BT has said it will “build like fury” to roll out full-fibre internet connections after new rules announced by the UK’s telecoms regulator.
Ofcom has decided not to impose price caps on full-fibre connections provided by the firm’s Openreach subsidiary.
This gives the company the certainty it had been looking for ahead of a planned £12bn investment.
However, the decision lays Ofcom open to criticism that is has given a near-monopoly operator a generous deal.
That could mean more expensive internet connections for the public than might have been the case.
Ofcom also froze the price curbs it levels on what Openreach charges internet service providers for its slower copper-based connections.
Openreach lays down and maintains the fibre-optic cables involved as well as operating the associated telephone exchanges, and then sells use of these services to individual internet service providers. They in turn sell access to the public.
The business has said it can now confirm a plan to build fibre-to-the-premises (FTTP) connections to 20 million homes and offices by the mid- to late-2020s.
“Today’s regulation will allow us to ramp up to three million premises per year providing vital next generation connectivity for homes and business right across the UK,” said Openreach’s chief executive Clive Selley.
Ofcom’s chief executive denied its move would harm consumers.
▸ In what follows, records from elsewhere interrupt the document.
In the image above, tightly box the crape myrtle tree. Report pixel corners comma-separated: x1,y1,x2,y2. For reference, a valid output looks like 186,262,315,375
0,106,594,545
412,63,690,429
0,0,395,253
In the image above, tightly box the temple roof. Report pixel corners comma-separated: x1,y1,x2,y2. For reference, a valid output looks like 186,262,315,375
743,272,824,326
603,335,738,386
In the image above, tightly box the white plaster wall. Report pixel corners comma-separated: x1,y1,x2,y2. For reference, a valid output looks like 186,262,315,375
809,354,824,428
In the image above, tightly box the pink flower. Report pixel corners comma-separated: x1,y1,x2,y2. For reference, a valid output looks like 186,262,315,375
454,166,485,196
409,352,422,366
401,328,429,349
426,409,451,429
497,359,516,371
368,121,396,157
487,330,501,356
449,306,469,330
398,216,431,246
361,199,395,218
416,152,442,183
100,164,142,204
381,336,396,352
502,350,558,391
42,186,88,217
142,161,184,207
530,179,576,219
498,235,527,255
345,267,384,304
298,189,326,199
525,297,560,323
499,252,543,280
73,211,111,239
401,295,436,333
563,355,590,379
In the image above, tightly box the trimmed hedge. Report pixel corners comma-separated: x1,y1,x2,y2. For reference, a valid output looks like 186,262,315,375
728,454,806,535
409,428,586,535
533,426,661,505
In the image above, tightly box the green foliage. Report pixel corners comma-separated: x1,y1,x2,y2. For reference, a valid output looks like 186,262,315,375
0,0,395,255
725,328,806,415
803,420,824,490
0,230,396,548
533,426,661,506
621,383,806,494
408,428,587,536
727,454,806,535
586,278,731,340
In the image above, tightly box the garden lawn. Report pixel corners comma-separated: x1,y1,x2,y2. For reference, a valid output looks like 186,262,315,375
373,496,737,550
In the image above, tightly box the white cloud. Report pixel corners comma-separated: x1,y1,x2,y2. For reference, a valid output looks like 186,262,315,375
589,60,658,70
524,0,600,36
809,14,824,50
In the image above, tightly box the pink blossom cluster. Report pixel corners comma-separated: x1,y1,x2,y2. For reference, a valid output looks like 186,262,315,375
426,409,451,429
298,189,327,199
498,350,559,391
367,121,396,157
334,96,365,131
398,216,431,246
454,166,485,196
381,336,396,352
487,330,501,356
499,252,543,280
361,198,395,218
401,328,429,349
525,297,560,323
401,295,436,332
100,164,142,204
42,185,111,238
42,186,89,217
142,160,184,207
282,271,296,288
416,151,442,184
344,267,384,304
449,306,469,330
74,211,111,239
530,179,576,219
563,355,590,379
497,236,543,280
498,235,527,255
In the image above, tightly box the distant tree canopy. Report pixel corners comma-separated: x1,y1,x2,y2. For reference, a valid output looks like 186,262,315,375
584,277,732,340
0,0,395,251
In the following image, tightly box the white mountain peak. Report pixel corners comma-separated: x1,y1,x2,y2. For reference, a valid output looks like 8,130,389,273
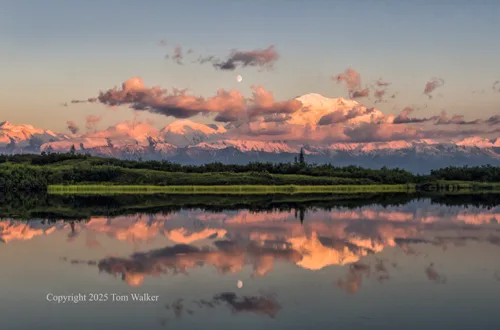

“It’s true we certainly want to make sure that BT can have a fair bet on this investment, but at the core of our approach is that we are trying to get competition into the wholesale network layer, of broadband for the future, really for the first time in quite a new way,” Dame Melanie Dawes told BBC Radio Four’s Today programme.
“And the reason we believe in competition is we actually think that’s best for the consumer. It gives us all more options to choose from, not just on pricing but also on service quality and reliability.”
As part of the measures, Ofcom will effectively freeze the wholesale fees Openreach charges for providing “superfast” data speeds of up to 40 megabits per second, which rely on copper links via fibre to the cabinet (FTTC) or older technologies.
The watchdog had previously forced these to fall by about 20% over recent years.
The price Openreach charges for faster and more reliable FTTP connections will remain unregulated.
There is, however, one new restriction.
Openreach will not be allowed to offer geographic discounts on its full-fibre wholesale services. A similar limitation already existed on its provision of “superfast” links.
And Ofcom has said it will review all long-term discount arrangements offered by Openreach to its clients, and will intervene if necessary to prevent the firm from stifling investment by rivals.
It said it believed its approach should mean about 70% of the UK would still end up with a choice of networks.
Virgin Media, CityFibre and Hyperoptic are among alternative providers.
Their ability to profit from building rival networks would have come under pressure if they had been required to match new full-fibre price caps imposed on Openreach.
“Rolling out infrastructure is a costly and time-consuming venture, that comes with a long pay-back on investment,” commented Kester Mann, an analyst at the tech consultancy CCS Insight.
“This is particularly true in less-densely populated areas where the economics may be considerably less appealing.
“As such, Openreach needed certainty that it would be able to make a sufficient return on investment before embarking on the next stages of roll-out.”
Openreach will also be allowed to turn off copper-based networks in areas where faster full-fibre internet connections to properties have already been deployed.
This should help reduce its costs by removing the need to maintain two different systems in parallel.
Ofcom said this would also help promote take-up of faster fibre services.
However, it indicated that any such switch off must be done “progressively… over a number of years”.
And it added that customers would be “protected” during the transition to ensure they would continue to have access to the net.
Ofcom had to walk a difficult line with this review.
If it set regulation too tight by capping wholesale prices at a low level, the risk was that BT and its fibre network rivals would be reluctant to invest the billions needed to roll out ultrafast broadband.
If it loosened the reins it would be accused of going soft on BT, sparking anger from the likes of Sky, which use the Openreach network and would have to pass on the higher prices to their retail customers.
By opting to impose no price controls on BT’s fibre product for a decade, Ofcom has chosen the second option, insisting that it is the only way to spark the frenzy of competitive network building needed to move the UK up into the broadband fast lane.
What this review does not do is ensure ultrafast connections reach the 20% of the country where BT and its rivals still don’t believe they can make a commercial return.
The broadband industry is waiting impatiently to hear how the government plans to spend the £1.5bn of public money it has promised by 2025 to spur investment in rural fibre coverage. An announcement on that is expected imminently.